Design of a Next-Generation Regional Weather Research and Forecast Model
J. Michalakes2, J. Dudhia1, D. Gill1, J. Klemp1, W. Skamarock1
Mesoscale and Microscale Meteorology Division
National Center for Atmospheric Research
Boulder, Colorado 80307 U.S.A.
Mathematics and Computer Science Division
Argonne National Laboratory
Chicago, Illinois 60439 U.S.A.
+1 303 497-8199
The Weather Research and Forecast (WRF) model is a new model development effort undertaken jointly by the National Center for Atmospheric Research (NCAR), the National Oceanic and Atmospheric Administration (NOAA), and a number of collaborating institutions and university scientists. The model is intended for use by operational NWP and university research communities, providing a common framework for idealized dynamical studies, full physics numerical weather prediction, air-quality simulation, and regional climate. It will eventually supersede large, well-established but aging regional models now maintained by the participating institutions. The WRF effort includes re-engineering the underlying software architecture to produce a modular, flexible code designed from the outset to provide portable performance across diverse computing architectures. This paper outlines key elements of the WRF software design.
The Weather Research and Forecast (WRF) model is a joint development effort between the National Center for Atmospheric Research (NCAR), the Forecast Systems Laboratory and the National Centers for Environmental Prediction of the National Oceanic and Atmospheric Administration (FSL, NCEP/NOAA), and the Center for Analysis and Prediction of Storms (CAPS) at the University of Oklahoma, with collaboration from scientists at a number of other universities. The model will provide a common framework for both research and operational numerical weather prediction. The WRF will be a completely redesigned code, targeted for the 1-10 km grid-scale and intended for operational weather forecasting, regional climate prediction, air-quality simulation, and idealized dynamical studies. Conditional on its merits, it will be a prime candidate to eventually supercede large, well-established but aging existing models such as the PSU/NCAR Mesoscale Model (MM5) at NCAR, the ETA model at NCEP, and the RUC system of NOAA/FSL. Collaborating institutions are interacting extensively on dynamical core and grid structure; physical parameterizations, including land-surface processes; initialization from gridded fields; data assimilation; post processing and graphics; real-time operational testing; and software architecture and portability. While specifics of the WRF architecture are subject to continued discussion and debate by scientists and software engineers at the participating institutions, consensus exists that WRF should be a modular, flexible, maintainable and extensible code designed to provide portable performance on diverse computing architectures. With the intent of stimulating further discussion toward a comprehensive WRF design, this paper describes the software architecture and other features of a prototype code now under development at NCAR.

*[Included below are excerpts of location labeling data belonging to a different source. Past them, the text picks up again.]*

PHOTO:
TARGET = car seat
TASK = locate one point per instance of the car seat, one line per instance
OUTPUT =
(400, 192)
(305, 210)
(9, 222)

Many of the inadequacies of existing models stem from constraints imposed by languages and design methods that were in use when the models were first formulated. Typical are statically allocated data structures communicated through COMMON blocks, EQUIVALENCE data, missing or inconsistent indentation conventions, short obscure variable names, implicit typing, haphazard control structures, inconsistent subroutine interfaces, inconsistent definition of physical constants, Fortran record-blocked I/O, use of eight-byte integers to store string values and other Cray specific constructs, and vector specific loop and data structures. This legacy structure impairs readability and limits use of new modules in plug-compatible fashion. It hinders porting and parallelization without extensive modification, leading to multiple versions and unnecessary maintenance effort. Some progress has been demonstrated towards "same source" implementations of existing models on parallel platforms . However, the approach involves source translation and build scripts, and parts of the model such as nesting code and I/O are not handled. WRF presents an opportunity to employ new language features and current software methodologies to construct a well-designed, maintainable, portable code from the outset.

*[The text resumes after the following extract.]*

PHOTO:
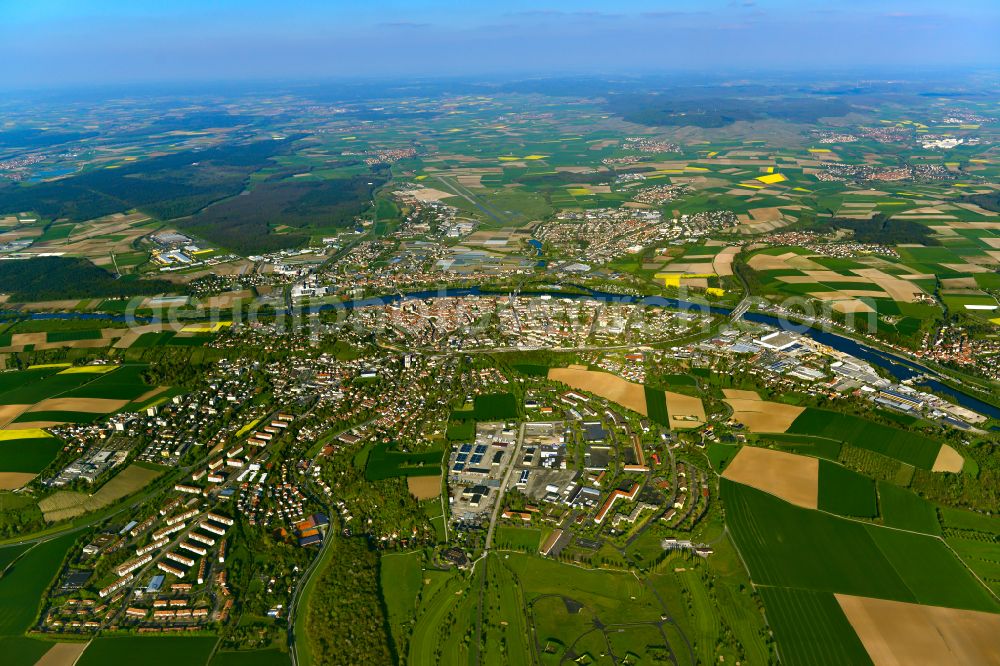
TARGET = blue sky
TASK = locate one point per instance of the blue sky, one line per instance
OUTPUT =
(56, 42)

The WRF prototype makes extensive use of modern programming language features that have been standardized in Fortran90: modules, derived data-types, dynamic memory allocation, recursion, long variable names, and free-format. A central object of a nested model is a domain, represented as an instance of a Fortran90 derived data type. The memory for fields within a domain are sized and allocated dynamically. The WRF prototype employs INTERFACE blocks and IMPLICIT NONE to allow compile-time checking for misspelled variable names and argument type and number mismatches: errors easily introduced by momentary lapses of attention but only painfully uncovered, if at all. To assure readability and understandability, capitalization, indentation, and commenting are being standardized. The use of Fortran90 array syntax is an open issue subject to efficiency concerns.
The WRF prototype employs a layered software architecture that promotes modularity, portability and software reuse. Information hiding and abstraction are employed so that parallelism, data management, and other issues are dealt with at specific levels of the hierarchy and transparent to other layers; more will be said about this shortly.
Other tools, such as MPI, OpenMP, single-sided message passing, and higher-level libraries for parallelization, data formatting, and I/O, will be employed as required by platform or application; however, these are considered external to the design, and their interfaces are being encapsulated within specific layers or modules.
The WRF model is required to run efficiently on different types of parallel machine. These include distributed memory, shared memory (or at least shared address space), and distributed memory clusters of shared memory nodes. The software architecture for the WRF prototype addresses this issue by adopting a two-level decomposition for parallelism in which domains may be decomposed into patches, for distributed memory; patches, in turn, may be multi-threaded over tiles, for shared memory. A patch is a section of a model domain allocated to a single memory address space. It may also include memory for halo regions, used to store data from neighboring patches, or boundary regions, used to store data associated with certain physical boundary conditions (e.g. periodic boundaries). A tile is the amount of a patch that is allocated to a one thread of execution and every cell of a patch that requires computation must fall into some tile. On a distributed memory machine with single-processor nodes, there would be one patch per processor, each with a single tile. On a distributed memory machine with multiple processors per node, there would still be one patch per node (that is, per memory), but each patch may contain a number tiles equal to or greater (perhaps much greater) than the number of processors on each node. A two-level decomposition is described in , and others have also successfully employed two-level approaches to parallelizing geophysical models: e.g., MICOM  and MC2 [1,10].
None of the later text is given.